Napisałeś na FB, że kochasz Jezusa?

ks. Zbigniew Wielgosz ks. Zbigniew Wielgosz

publikacja 24.04.2017 22:12

Bp Leszek Leszkiewicz bierzmował młodych w Mikluszowicach oraz w bazylice św. Mikołaja w Bochni.

Jedna z klas III gimnazjum w Mikluszowicach z bp. Leszkiewiczem Jedna z klas III gimnazjum w Mikluszowicach z bp. Leszkiewiczem
ks. Zbigniew Wielgosz /Foto Gość

64 osoby z parafii Mikluszowice i Gawłów przyjęły sakrament bierzmowania z rąk bp. Leszka Leszkiewicza w kościele parafialnym w Mikluszowicach.

Z kolei w bazylice św. Mikołaja w Bochni do sakramentu przystąpiło 138 osób z miejscowej parafii.

Za bierzmowanymi trzyletnie przygotowanie podczas lekcji religii w szkole, katechezy parafialnej.

– To było także przygotowanie przez modlitwę, uczestnictwo w Mszach św. niedzielnych, w różnych nabożeństwach. To był także egzamin, który nie był trudny – mówi Wiktoria z Mikluszowic.

Za swoją patronkę wybrała św. Filomenę.

– Liczę na nią, że będzie mi pomagać podczas zdawania egzaminów – mówi dziewczyna. 

W homilii bp Leszkiewicz zadał młodym pytanie, co to znaczy być świętym, nawiązując do czytań z uroczystości św. Wojciecha oraz do postaci patrona dnia.

– Święty to człowiek odważny! Odważny w poznawaniu Jezusa, w przebywaniu z Nim i w dawaniu świadectwa o Nim.

Z pewnością wszyscy macie swój profil na fejsbuku… Kto z was napisał na nim, że kocha Jezusa?

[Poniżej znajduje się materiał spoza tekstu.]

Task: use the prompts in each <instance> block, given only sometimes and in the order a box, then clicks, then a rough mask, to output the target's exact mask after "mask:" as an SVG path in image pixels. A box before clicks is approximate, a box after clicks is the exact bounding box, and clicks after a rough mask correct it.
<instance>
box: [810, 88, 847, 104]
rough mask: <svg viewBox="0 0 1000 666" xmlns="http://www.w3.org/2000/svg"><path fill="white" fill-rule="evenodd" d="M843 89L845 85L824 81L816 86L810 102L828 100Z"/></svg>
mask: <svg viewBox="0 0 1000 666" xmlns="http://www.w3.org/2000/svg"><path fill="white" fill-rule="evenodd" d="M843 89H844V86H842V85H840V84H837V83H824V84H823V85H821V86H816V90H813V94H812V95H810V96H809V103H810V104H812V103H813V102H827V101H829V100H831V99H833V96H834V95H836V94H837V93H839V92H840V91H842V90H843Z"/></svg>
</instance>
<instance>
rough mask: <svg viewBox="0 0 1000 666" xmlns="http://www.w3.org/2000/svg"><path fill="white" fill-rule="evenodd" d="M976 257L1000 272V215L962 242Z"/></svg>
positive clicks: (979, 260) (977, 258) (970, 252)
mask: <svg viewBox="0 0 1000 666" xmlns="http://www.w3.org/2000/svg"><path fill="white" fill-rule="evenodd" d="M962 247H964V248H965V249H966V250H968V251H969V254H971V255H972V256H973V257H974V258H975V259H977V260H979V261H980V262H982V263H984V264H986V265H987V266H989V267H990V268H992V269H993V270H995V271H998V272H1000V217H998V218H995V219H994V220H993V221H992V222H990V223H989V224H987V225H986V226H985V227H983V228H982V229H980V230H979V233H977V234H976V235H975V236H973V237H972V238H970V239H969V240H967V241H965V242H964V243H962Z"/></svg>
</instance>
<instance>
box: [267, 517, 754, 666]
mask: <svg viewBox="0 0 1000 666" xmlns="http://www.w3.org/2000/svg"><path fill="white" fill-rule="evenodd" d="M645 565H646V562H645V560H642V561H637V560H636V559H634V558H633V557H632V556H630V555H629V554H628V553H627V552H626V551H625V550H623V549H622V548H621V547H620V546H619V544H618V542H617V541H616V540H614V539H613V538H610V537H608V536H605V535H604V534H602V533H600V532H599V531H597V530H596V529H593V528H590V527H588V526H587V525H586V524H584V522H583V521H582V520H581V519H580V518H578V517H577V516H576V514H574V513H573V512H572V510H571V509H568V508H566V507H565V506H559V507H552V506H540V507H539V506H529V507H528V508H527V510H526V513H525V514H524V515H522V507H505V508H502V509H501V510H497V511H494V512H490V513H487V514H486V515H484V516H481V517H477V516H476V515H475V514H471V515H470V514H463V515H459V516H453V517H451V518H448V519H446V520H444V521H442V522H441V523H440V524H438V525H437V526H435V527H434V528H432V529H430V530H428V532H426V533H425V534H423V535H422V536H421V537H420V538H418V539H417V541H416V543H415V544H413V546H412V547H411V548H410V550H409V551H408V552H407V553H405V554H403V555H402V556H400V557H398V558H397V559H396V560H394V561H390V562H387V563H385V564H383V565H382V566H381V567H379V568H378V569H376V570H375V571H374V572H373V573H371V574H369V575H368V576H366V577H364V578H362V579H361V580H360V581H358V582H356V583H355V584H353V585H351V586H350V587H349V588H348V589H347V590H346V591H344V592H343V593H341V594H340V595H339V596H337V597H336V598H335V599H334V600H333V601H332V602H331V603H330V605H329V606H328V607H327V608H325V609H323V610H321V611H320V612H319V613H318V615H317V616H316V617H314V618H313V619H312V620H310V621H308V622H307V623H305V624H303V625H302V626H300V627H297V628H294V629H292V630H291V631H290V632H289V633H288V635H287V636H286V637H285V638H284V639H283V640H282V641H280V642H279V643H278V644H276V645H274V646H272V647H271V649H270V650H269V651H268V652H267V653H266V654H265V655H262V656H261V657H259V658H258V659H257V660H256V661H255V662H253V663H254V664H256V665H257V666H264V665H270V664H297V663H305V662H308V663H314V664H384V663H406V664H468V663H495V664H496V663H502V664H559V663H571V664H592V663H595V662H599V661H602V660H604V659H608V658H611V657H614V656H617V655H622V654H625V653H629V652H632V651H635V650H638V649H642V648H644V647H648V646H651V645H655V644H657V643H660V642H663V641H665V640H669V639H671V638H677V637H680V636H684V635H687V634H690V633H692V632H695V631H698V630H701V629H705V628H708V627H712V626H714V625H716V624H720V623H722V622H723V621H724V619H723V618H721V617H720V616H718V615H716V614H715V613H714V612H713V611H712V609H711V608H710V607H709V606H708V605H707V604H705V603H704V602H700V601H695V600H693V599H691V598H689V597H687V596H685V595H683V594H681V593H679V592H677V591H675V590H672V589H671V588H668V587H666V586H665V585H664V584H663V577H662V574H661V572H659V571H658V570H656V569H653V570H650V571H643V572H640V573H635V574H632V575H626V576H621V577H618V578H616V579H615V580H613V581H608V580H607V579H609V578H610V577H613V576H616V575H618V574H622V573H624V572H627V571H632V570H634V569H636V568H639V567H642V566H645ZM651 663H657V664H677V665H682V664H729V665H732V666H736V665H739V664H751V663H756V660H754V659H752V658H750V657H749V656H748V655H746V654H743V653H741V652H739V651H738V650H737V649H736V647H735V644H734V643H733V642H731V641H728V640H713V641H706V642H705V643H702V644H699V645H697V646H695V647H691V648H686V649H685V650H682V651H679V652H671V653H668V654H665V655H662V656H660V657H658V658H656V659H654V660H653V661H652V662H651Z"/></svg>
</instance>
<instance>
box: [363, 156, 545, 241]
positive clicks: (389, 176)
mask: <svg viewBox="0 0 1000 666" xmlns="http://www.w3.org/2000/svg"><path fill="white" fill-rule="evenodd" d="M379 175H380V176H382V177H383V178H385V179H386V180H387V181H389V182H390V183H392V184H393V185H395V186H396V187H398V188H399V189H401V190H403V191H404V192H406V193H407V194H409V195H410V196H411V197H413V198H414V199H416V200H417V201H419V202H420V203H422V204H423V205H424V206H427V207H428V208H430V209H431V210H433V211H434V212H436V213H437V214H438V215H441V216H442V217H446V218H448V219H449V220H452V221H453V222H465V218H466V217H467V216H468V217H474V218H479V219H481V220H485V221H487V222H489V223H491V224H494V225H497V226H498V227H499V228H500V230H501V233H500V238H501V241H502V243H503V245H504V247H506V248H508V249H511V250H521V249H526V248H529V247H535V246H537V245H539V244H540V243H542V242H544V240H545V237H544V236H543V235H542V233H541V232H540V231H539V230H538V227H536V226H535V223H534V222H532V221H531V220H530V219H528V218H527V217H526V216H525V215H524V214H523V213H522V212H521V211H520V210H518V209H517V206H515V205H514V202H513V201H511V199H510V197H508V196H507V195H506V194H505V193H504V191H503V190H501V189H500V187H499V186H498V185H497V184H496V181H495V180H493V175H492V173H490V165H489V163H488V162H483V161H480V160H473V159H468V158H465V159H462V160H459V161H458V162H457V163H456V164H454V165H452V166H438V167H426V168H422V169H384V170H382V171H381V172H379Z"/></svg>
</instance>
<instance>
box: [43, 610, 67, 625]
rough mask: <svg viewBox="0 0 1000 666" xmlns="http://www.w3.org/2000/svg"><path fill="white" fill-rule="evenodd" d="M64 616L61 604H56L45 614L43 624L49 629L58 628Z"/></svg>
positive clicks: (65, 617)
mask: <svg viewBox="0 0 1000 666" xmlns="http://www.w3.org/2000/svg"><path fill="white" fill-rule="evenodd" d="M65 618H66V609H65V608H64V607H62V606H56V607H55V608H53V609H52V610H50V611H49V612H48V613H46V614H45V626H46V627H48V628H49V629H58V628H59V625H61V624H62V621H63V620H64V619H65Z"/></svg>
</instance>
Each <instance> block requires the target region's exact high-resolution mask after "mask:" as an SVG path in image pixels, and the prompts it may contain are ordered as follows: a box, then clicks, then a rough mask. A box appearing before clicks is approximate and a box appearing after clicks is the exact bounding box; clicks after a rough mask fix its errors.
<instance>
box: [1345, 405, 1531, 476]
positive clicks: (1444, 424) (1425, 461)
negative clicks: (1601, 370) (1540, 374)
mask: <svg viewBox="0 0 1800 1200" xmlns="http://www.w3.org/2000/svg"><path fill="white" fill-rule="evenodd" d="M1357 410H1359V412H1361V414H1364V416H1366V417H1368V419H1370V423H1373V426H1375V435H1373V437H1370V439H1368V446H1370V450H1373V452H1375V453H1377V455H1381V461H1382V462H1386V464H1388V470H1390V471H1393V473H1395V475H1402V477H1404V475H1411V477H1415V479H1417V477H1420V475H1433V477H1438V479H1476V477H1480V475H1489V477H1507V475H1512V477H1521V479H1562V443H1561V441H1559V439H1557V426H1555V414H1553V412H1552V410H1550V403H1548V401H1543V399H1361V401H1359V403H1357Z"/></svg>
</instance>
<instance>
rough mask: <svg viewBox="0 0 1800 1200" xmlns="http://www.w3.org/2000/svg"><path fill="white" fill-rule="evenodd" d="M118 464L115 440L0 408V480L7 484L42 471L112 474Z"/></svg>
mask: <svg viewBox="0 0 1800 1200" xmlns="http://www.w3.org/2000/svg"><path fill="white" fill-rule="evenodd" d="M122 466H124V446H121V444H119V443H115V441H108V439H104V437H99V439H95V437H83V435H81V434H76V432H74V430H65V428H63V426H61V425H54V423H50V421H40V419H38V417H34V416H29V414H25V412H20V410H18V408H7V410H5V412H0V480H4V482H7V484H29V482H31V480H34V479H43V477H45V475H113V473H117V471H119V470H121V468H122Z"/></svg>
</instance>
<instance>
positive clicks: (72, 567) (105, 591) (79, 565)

Świat narzuca nam, katolikom, abyśmy o Jezusie mówili tylko w kościołach, a nie poza nimi. Jeśli ktoś znany przyzna się publicznie do wiary, od razu spotyka się z falą hejtu, z drwiną, lekceważeniem.

Pamiętajcie, że Jezus nie potrzebuje statystów, Kościół nie potrzebuje katolików od szopki i baranka, którzy przyznają się do wiary w Boga z okazji wielkich świąt.

Jezus pragnie, abyśmy byli odważnymi świadkami Jego zmartwychwstania, ewangelii, dlatego daje nam swojego Ducha, abyśmy udźwignęli ciężar świadectwa, abyśmy byli odważni w wierze, czyli święci – jak Wojciech, dzisiejszy patron – mówił biskup.

Zachęcił młodych, by wykonywali codziennie trzy zadania.

– Ale z dyscypliną sportowca. Dzięki temu będziecie odważnymi świadkami Jezusa.

Pierwsze zadanie – przeczytaj codziennie jedno zdanie, które powiedział Jezus. Żyj tym zdaniem, pomyśl, co Jezus chce ci powiedzieć.

Drugie zadanie – módl się codziennie jedną minutę. Jak nie wiesz, co powiedzieć Jezusowi, to Mu to wyznaj i zacznij wówczas słuchać. Zobaczysz, że po pewnym czasie jedna minuta przestanie ci wystarczać.

I trzecie zadanie – żyj w stanie łaski uświęcającej. Nie przyzwyczajaj się do grzechu, ale staraj się zawsze żyć w przyjaźni z Jezusem.

Wypełniając te trzy zadania, będziesz stawał się, stawała odważnym człowiekiem wiary – podkreślał kaznodzieja.